This crowd was on the cerebral side, regardless of dress.
The speeches were pitched to a high level and I overheard someone way a lot of St. Mary's students were in the crowd, a premier Catholic school not unlike St. Dominic Academy where I taught math and sundry subjects in the early 1980s.
The protestors were basically advocating for Second Life rules in First Life insofar as avatar presentation goes. Dress or don't dress your avatar however you like: nothing about your dress code implies consent and/or a willingness to provide favors, sexual or otherwise.
The Code of Conduct around Portland State University and other places is clear: women, and men, can dress how they like within whatever boundaries the courts would uphold (e.g. going stark naked is still not accepted public "attire" except in designated areas), and no aspect of one's costume or dress should be considered "an invitation" as in "but she dressed like a slut, your honor".
Put in other terms, guys have no right to behave like dicks no matter how women dress or undress themselves. "Consent mode" and "dress code" are two different concepts. Don't confuse them.
Get it yet?
Some in the crowd were professional dancers who considered their performance art very far from an invitation to random others to assume anything about their willingness to have any specific type of relationship. Portland has a lot of strip clubs. These are supposed to enforce a professional code that keeps the dancers safe from non-consensual intimacy.
The main speech maker declaimed sorrow at even needing to hold such an event / protest as the rights being asserted should simply go without saying. To have to fight for the right to never have non-consensual sex: why again is that even up for debate?

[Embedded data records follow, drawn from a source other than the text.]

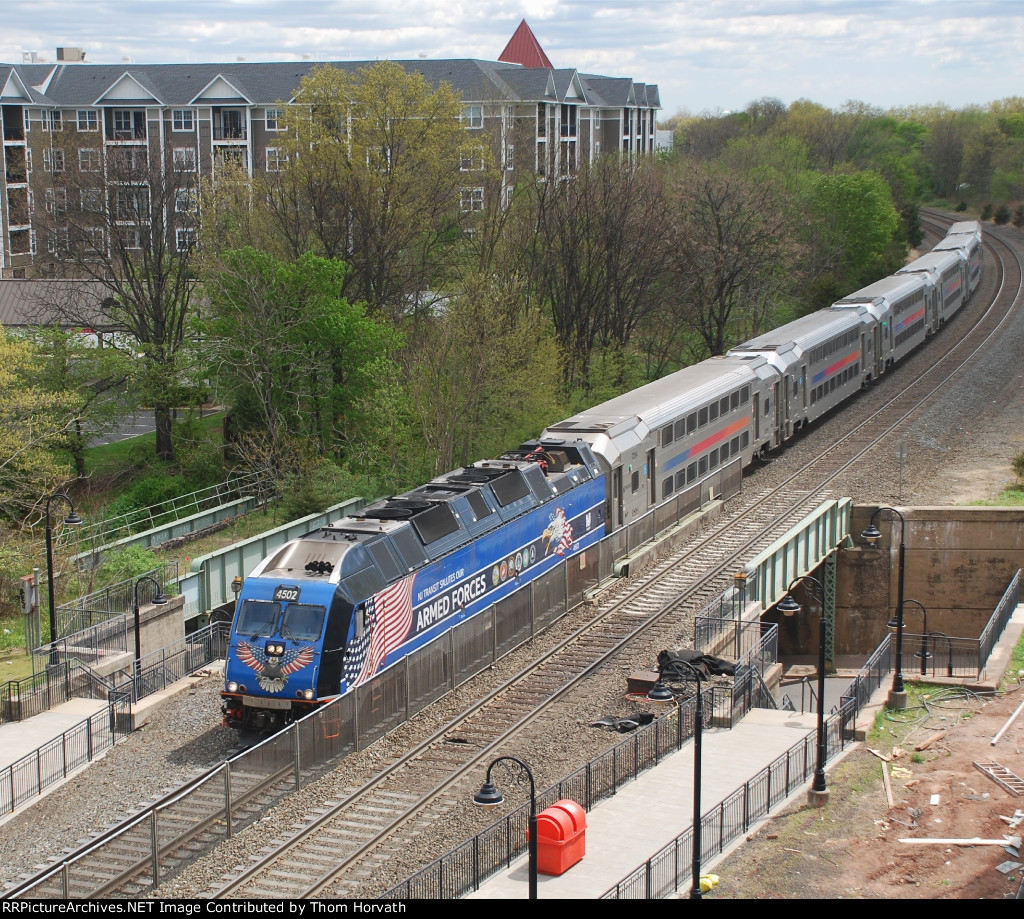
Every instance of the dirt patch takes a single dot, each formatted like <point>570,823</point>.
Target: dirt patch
<point>852,847</point>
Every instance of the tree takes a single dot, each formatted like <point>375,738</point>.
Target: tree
<point>125,216</point>
<point>852,232</point>
<point>370,171</point>
<point>32,418</point>
<point>732,249</point>
<point>598,253</point>
<point>299,357</point>
<point>483,375</point>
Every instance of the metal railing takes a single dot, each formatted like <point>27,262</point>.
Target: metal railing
<point>32,775</point>
<point>101,533</point>
<point>83,622</point>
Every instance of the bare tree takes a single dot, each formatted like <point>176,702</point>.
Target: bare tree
<point>731,245</point>
<point>124,215</point>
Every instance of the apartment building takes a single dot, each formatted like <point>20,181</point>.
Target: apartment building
<point>195,118</point>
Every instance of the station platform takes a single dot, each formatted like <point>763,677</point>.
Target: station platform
<point>18,739</point>
<point>646,815</point>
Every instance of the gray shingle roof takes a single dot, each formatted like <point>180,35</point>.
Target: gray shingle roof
<point>178,84</point>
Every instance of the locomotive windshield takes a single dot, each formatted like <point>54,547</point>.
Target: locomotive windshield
<point>302,622</point>
<point>257,618</point>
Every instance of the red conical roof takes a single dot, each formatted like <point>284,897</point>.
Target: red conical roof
<point>524,49</point>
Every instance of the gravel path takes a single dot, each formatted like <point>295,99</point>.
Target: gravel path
<point>958,451</point>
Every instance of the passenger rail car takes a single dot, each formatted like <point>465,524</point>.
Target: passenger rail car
<point>330,610</point>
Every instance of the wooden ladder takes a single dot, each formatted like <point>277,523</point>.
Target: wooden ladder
<point>1001,776</point>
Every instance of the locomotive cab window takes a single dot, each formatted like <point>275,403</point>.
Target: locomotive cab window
<point>257,618</point>
<point>302,622</point>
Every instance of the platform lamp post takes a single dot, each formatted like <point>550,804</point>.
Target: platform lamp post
<point>923,653</point>
<point>788,607</point>
<point>489,796</point>
<point>159,599</point>
<point>897,695</point>
<point>73,519</point>
<point>660,693</point>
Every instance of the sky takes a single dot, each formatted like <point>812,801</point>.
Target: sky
<point>705,56</point>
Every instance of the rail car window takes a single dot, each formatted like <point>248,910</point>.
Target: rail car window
<point>257,618</point>
<point>302,622</point>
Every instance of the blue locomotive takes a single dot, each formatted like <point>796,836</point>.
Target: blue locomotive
<point>332,609</point>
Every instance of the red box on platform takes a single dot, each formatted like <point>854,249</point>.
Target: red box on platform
<point>561,837</point>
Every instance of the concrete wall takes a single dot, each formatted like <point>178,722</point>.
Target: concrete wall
<point>958,562</point>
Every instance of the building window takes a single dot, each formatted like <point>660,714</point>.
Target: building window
<point>184,239</point>
<point>130,238</point>
<point>184,159</point>
<point>472,200</point>
<point>132,204</point>
<point>95,242</point>
<point>88,159</point>
<point>53,160</point>
<point>471,161</point>
<point>56,201</point>
<point>88,120</point>
<point>56,241</point>
<point>185,201</point>
<point>92,201</point>
<point>129,124</point>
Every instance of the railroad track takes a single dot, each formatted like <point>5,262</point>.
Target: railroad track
<point>340,848</point>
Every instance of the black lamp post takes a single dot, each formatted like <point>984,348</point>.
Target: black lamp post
<point>788,607</point>
<point>897,695</point>
<point>660,693</point>
<point>159,599</point>
<point>489,796</point>
<point>923,653</point>
<point>73,519</point>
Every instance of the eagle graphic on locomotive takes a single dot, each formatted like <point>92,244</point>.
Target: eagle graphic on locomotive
<point>332,609</point>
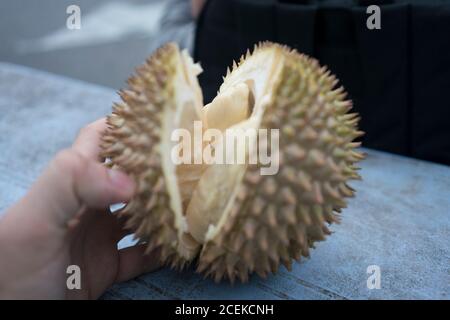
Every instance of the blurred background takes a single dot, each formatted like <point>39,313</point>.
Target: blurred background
<point>115,36</point>
<point>397,76</point>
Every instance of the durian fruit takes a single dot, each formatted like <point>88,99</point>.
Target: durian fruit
<point>229,218</point>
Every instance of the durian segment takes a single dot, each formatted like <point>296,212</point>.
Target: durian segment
<point>164,95</point>
<point>274,219</point>
<point>228,108</point>
<point>242,221</point>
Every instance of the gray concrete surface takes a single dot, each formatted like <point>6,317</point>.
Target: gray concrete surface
<point>399,220</point>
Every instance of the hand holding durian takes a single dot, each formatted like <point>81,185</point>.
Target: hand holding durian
<point>229,218</point>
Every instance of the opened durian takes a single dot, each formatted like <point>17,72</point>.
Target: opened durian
<point>229,217</point>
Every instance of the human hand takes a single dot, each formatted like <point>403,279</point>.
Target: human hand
<point>64,220</point>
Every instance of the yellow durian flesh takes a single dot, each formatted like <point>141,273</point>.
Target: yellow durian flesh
<point>235,220</point>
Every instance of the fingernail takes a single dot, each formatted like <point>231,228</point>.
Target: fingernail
<point>121,181</point>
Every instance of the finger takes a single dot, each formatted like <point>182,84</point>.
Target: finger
<point>88,141</point>
<point>134,262</point>
<point>72,182</point>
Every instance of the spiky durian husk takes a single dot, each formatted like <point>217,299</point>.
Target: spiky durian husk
<point>275,219</point>
<point>132,143</point>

Given the Code of Conduct is clear, I'm not for a moment saying it's necessarily a simple matter to resolve every dispute wherein an aggrieved party alleges non-consent after the fact. Many a soap opera has featured a betrayal wherein an innocent party becomes the target of a criminal accusation, for whatever motive (revenge, blackmail etc.), or wherein a perpetrator protests innocence by alleging such a motive on the part of the aggrieved.

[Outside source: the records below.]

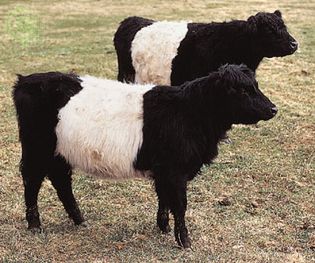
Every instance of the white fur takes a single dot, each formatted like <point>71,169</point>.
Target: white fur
<point>100,128</point>
<point>153,49</point>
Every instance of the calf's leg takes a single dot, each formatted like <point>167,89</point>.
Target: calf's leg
<point>33,177</point>
<point>163,210</point>
<point>172,191</point>
<point>60,175</point>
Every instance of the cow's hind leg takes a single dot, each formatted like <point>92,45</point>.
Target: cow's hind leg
<point>33,176</point>
<point>163,210</point>
<point>171,189</point>
<point>60,175</point>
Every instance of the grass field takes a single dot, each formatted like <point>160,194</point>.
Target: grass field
<point>267,174</point>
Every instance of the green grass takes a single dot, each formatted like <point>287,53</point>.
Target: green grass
<point>267,174</point>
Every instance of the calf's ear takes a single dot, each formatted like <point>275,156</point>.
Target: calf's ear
<point>278,13</point>
<point>252,24</point>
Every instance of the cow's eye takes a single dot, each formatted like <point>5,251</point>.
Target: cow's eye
<point>243,91</point>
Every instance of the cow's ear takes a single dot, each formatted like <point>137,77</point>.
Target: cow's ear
<point>278,13</point>
<point>228,79</point>
<point>252,24</point>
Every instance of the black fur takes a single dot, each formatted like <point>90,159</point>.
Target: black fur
<point>122,40</point>
<point>181,129</point>
<point>37,99</point>
<point>183,126</point>
<point>207,46</point>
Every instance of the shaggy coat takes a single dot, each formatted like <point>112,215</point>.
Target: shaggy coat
<point>108,129</point>
<point>170,53</point>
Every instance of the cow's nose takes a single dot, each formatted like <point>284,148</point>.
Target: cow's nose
<point>294,45</point>
<point>274,110</point>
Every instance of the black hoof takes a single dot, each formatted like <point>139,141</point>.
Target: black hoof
<point>35,229</point>
<point>182,239</point>
<point>165,229</point>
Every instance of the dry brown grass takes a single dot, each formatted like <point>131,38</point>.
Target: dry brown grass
<point>267,174</point>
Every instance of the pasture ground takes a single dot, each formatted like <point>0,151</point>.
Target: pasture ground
<point>267,174</point>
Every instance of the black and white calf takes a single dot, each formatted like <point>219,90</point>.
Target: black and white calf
<point>170,53</point>
<point>106,128</point>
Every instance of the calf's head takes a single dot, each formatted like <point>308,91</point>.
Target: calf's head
<point>239,99</point>
<point>270,35</point>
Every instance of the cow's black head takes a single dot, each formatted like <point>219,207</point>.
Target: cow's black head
<point>239,98</point>
<point>270,35</point>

Soap operas sometimes make matters easy for the audience as there's often a "fly on the wall" point of view (the camera) giving the inside story. Usually a jury of one's peers, or the court of public opinion, as the case may be, will not have the luxury of such a viewpoint.
That's where the police and detective shows come in, along with the lawyer shows. Our TV channels are awash in such stuff. At St. Dominic Academy, they almost all watched General Hospital.